Recent developments in molecular genetics have provided insights on the molecular mechanisms that lead to myelodysplasias (MDS), secondary acute myelogenous leukemia (AML), therapy-induced AML, and elderly AML. These disorders are characterized by dysregulation of growth and differentiation of multilineage stem cells, a genetic profile characterized by unbalanced abnormalities that result in "unfavorable cytogenetics," and an increased frequency of intrinsic multidrug resistance.

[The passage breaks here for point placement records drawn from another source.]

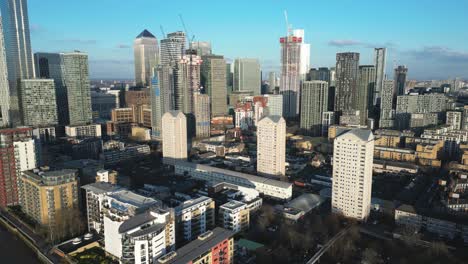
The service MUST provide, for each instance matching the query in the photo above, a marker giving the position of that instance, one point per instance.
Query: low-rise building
(234, 216)
(212, 247)
(268, 187)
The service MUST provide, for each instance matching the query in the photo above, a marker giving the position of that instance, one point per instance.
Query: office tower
(328, 119)
(290, 74)
(366, 87)
(37, 102)
(275, 104)
(103, 103)
(387, 105)
(139, 100)
(4, 86)
(172, 48)
(213, 72)
(305, 54)
(8, 173)
(271, 147)
(71, 76)
(202, 115)
(314, 102)
(400, 80)
(161, 97)
(380, 57)
(47, 195)
(347, 69)
(352, 173)
(186, 82)
(454, 119)
(146, 54)
(203, 48)
(174, 137)
(18, 51)
(247, 76)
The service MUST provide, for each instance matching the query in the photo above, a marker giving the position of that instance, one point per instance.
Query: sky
(429, 37)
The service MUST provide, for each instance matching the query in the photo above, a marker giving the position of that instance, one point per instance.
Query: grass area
(95, 255)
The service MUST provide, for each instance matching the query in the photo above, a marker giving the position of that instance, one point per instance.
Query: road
(330, 243)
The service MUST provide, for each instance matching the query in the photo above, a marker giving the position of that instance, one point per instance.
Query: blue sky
(430, 37)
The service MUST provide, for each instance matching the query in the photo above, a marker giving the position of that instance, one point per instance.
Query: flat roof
(249, 177)
(198, 247)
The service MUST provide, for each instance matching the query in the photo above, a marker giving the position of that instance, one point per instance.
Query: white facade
(305, 54)
(4, 86)
(352, 173)
(93, 130)
(271, 146)
(272, 188)
(174, 137)
(146, 54)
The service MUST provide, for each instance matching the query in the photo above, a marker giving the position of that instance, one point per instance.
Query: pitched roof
(146, 34)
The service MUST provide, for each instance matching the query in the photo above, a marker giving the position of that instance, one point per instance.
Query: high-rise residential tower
(174, 137)
(400, 80)
(37, 101)
(172, 48)
(305, 54)
(366, 87)
(247, 76)
(203, 48)
(352, 173)
(380, 57)
(213, 71)
(187, 81)
(4, 86)
(314, 102)
(201, 103)
(71, 76)
(387, 105)
(290, 74)
(347, 68)
(271, 147)
(8, 163)
(146, 54)
(161, 97)
(17, 49)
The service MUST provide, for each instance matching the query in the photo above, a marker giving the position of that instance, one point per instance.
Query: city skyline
(431, 49)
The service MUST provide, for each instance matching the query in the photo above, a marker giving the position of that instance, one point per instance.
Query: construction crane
(288, 26)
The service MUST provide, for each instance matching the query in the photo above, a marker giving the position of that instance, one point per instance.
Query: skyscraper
(366, 88)
(247, 76)
(202, 48)
(8, 166)
(186, 82)
(76, 81)
(38, 105)
(71, 76)
(4, 86)
(161, 97)
(290, 74)
(271, 147)
(387, 105)
(314, 102)
(172, 47)
(305, 54)
(17, 49)
(213, 72)
(174, 137)
(400, 80)
(347, 66)
(146, 53)
(352, 173)
(201, 103)
(380, 56)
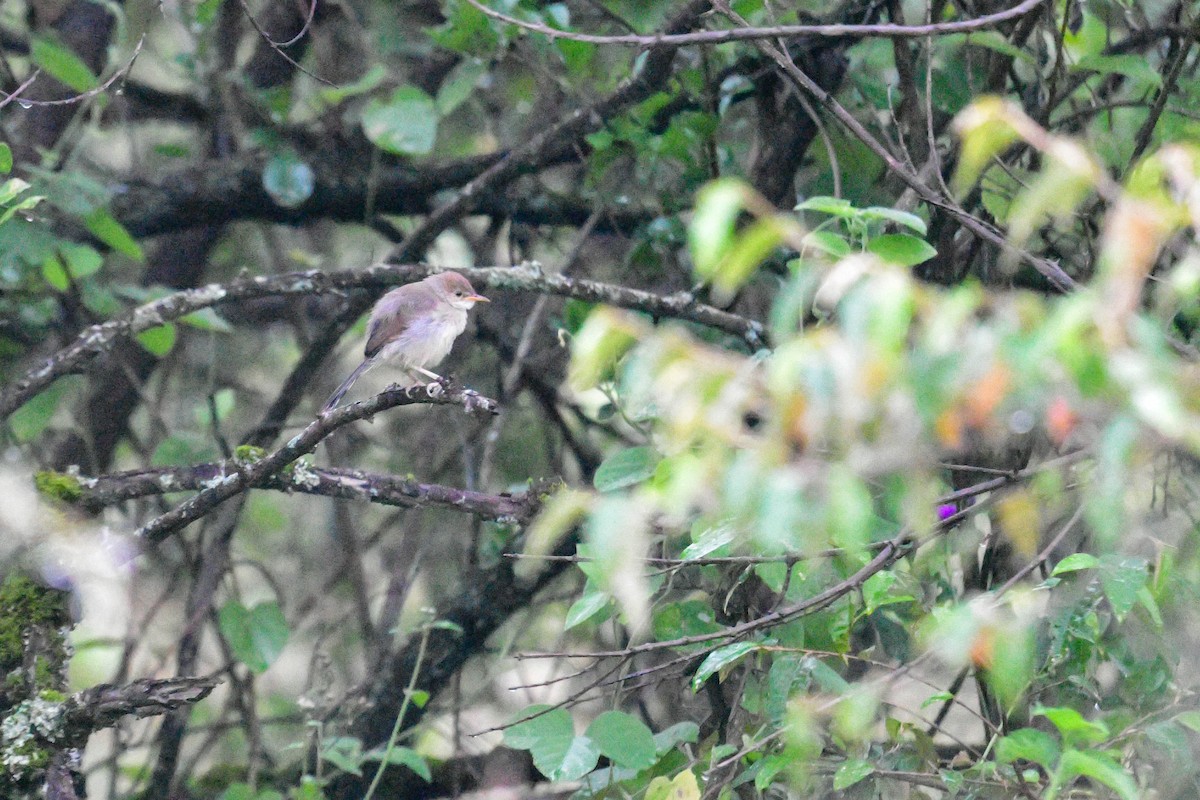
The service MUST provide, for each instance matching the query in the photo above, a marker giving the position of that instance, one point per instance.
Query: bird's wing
(395, 312)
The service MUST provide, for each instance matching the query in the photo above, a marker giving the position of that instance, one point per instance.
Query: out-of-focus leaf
(403, 757)
(851, 771)
(550, 738)
(720, 659)
(828, 242)
(625, 468)
(288, 180)
(687, 732)
(564, 510)
(987, 127)
(605, 337)
(831, 205)
(624, 739)
(1122, 577)
(343, 752)
(1096, 767)
(592, 602)
(58, 60)
(108, 230)
(901, 248)
(207, 319)
(257, 635)
(28, 421)
(903, 218)
(1031, 745)
(159, 340)
(711, 233)
(460, 84)
(1131, 66)
(1073, 727)
(405, 124)
(1074, 563)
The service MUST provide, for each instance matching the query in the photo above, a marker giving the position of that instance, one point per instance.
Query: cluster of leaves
(809, 458)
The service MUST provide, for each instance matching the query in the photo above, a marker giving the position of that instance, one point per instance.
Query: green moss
(25, 605)
(249, 453)
(59, 486)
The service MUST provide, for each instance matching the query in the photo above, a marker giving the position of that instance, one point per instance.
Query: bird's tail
(346, 384)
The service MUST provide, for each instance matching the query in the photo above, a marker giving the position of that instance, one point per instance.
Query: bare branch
(99, 338)
(436, 394)
(348, 483)
(838, 30)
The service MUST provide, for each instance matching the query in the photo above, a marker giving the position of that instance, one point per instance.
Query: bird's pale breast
(427, 338)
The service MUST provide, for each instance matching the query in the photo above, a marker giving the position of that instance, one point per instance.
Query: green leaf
(403, 757)
(1122, 577)
(625, 468)
(720, 659)
(550, 738)
(904, 218)
(712, 540)
(534, 723)
(993, 41)
(1131, 66)
(677, 734)
(1074, 563)
(851, 771)
(741, 260)
(108, 230)
(711, 233)
(58, 60)
(831, 205)
(288, 180)
(1189, 720)
(55, 274)
(460, 84)
(592, 602)
(901, 248)
(1031, 745)
(1098, 768)
(28, 421)
(623, 739)
(343, 752)
(256, 636)
(828, 242)
(1073, 727)
(207, 319)
(369, 80)
(157, 340)
(405, 125)
(569, 763)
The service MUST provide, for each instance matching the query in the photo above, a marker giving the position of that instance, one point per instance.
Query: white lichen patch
(304, 475)
(22, 726)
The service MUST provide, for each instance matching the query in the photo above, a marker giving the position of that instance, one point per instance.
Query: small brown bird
(414, 326)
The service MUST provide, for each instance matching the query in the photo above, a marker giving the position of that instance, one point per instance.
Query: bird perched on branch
(414, 326)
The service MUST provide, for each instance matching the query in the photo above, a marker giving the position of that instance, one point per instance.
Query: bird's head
(455, 289)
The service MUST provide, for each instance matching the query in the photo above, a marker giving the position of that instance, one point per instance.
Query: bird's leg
(425, 372)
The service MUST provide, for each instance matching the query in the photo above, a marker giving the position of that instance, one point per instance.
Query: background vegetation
(833, 429)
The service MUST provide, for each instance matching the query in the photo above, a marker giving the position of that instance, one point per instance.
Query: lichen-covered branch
(103, 704)
(222, 488)
(99, 338)
(95, 493)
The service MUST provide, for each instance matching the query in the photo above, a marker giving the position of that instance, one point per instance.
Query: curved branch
(837, 30)
(435, 394)
(99, 338)
(105, 491)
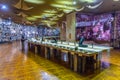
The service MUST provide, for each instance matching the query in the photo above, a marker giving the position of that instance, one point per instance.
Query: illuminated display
(94, 27)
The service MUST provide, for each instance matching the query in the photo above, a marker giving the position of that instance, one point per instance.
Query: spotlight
(74, 2)
(4, 7)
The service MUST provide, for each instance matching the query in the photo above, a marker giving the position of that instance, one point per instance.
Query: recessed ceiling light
(116, 0)
(74, 2)
(4, 7)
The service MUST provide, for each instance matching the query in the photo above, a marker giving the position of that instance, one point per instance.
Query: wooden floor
(18, 65)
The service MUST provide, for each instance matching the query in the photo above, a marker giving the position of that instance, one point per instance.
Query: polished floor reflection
(23, 65)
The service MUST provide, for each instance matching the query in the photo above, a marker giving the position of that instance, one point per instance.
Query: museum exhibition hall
(59, 39)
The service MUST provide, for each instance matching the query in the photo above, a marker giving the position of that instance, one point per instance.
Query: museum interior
(59, 39)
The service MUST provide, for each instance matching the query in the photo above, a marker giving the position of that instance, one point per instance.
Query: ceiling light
(74, 2)
(116, 0)
(88, 1)
(4, 7)
(35, 1)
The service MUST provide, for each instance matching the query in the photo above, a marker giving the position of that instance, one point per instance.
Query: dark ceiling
(48, 11)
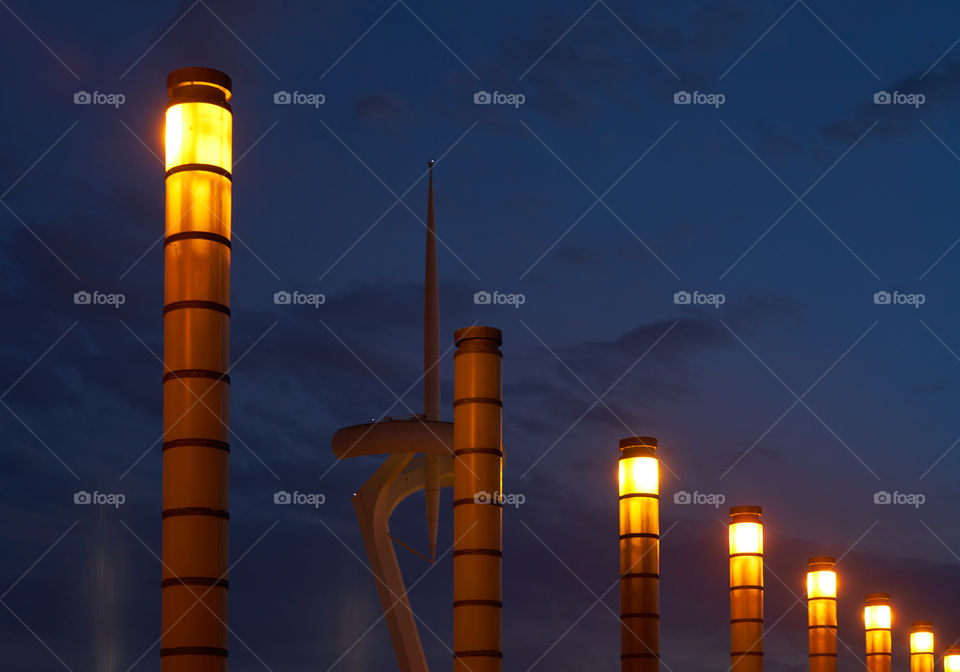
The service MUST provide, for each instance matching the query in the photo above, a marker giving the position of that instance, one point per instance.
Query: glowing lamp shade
(746, 538)
(639, 555)
(746, 589)
(921, 642)
(822, 613)
(639, 475)
(877, 617)
(199, 133)
(821, 584)
(921, 647)
(877, 620)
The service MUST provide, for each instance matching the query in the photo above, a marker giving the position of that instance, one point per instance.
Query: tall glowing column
(639, 555)
(822, 613)
(921, 647)
(746, 589)
(477, 488)
(877, 619)
(195, 383)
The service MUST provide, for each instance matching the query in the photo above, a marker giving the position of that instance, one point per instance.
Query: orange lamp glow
(196, 382)
(746, 589)
(639, 555)
(878, 619)
(199, 133)
(822, 613)
(821, 584)
(746, 538)
(921, 647)
(951, 659)
(639, 475)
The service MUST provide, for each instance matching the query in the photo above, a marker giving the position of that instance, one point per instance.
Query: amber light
(951, 660)
(746, 589)
(877, 619)
(921, 647)
(746, 538)
(199, 133)
(821, 584)
(822, 613)
(639, 475)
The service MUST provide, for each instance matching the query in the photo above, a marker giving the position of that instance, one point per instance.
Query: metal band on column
(746, 589)
(639, 555)
(477, 488)
(196, 320)
(877, 618)
(921, 647)
(822, 613)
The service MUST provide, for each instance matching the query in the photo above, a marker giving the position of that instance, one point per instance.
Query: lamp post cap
(197, 75)
(638, 442)
(822, 560)
(740, 510)
(488, 333)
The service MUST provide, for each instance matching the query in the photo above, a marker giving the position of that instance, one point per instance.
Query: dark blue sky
(797, 199)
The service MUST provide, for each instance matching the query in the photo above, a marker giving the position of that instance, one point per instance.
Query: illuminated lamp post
(822, 613)
(477, 505)
(921, 647)
(639, 555)
(878, 619)
(195, 382)
(746, 589)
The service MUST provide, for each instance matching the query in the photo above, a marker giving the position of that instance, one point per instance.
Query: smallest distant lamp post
(921, 647)
(639, 555)
(746, 589)
(951, 659)
(822, 613)
(877, 619)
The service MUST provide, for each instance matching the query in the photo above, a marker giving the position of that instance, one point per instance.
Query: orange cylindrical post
(746, 589)
(639, 555)
(921, 647)
(477, 501)
(878, 620)
(951, 659)
(195, 382)
(822, 613)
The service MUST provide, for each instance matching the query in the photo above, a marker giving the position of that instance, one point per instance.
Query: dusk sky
(804, 200)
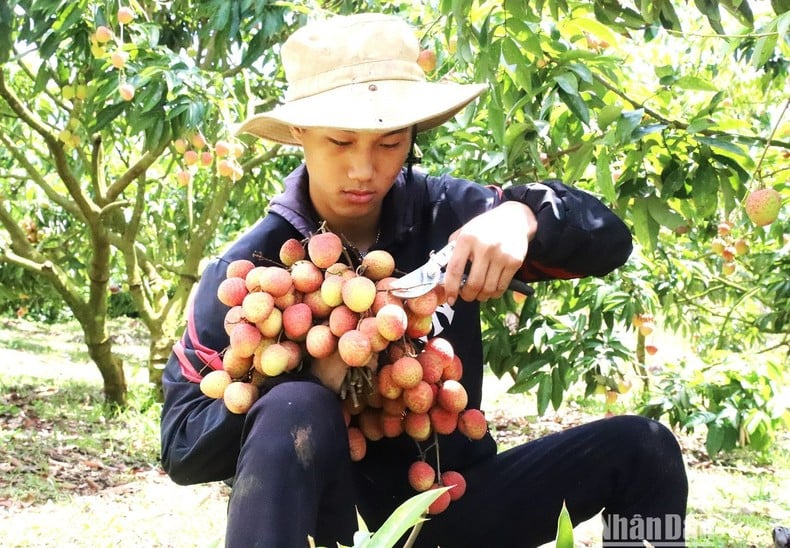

The unfavorable cytogenetics associated with this group of disorders include chromosome 5 and 7 monosomy, deletions of the long arm of chromosomes 5 and 7, inversions of chromosome 3, translocations, deletions and trisomies involving several other chromosomes. Presumably, these unbalanced chromosomal aberrations result in hemizygosity and unmasking of oncogenes or inactivation of tumor suppressor genes. In addition, polymorphisms in genes encoding metabolic detoxification enzymes, defective DNA repair mechanisms, and intrinsic chromosomal instability have been implicated in the etiology of the myelodysplastic syndromes. It is evident that the cytogenetics associated with MDS are highly complex and heterogeneous. This review summarizes the most recent developments in the understanding of the molecular changes associated with the development of myelodysplasias and related leukemic disorders.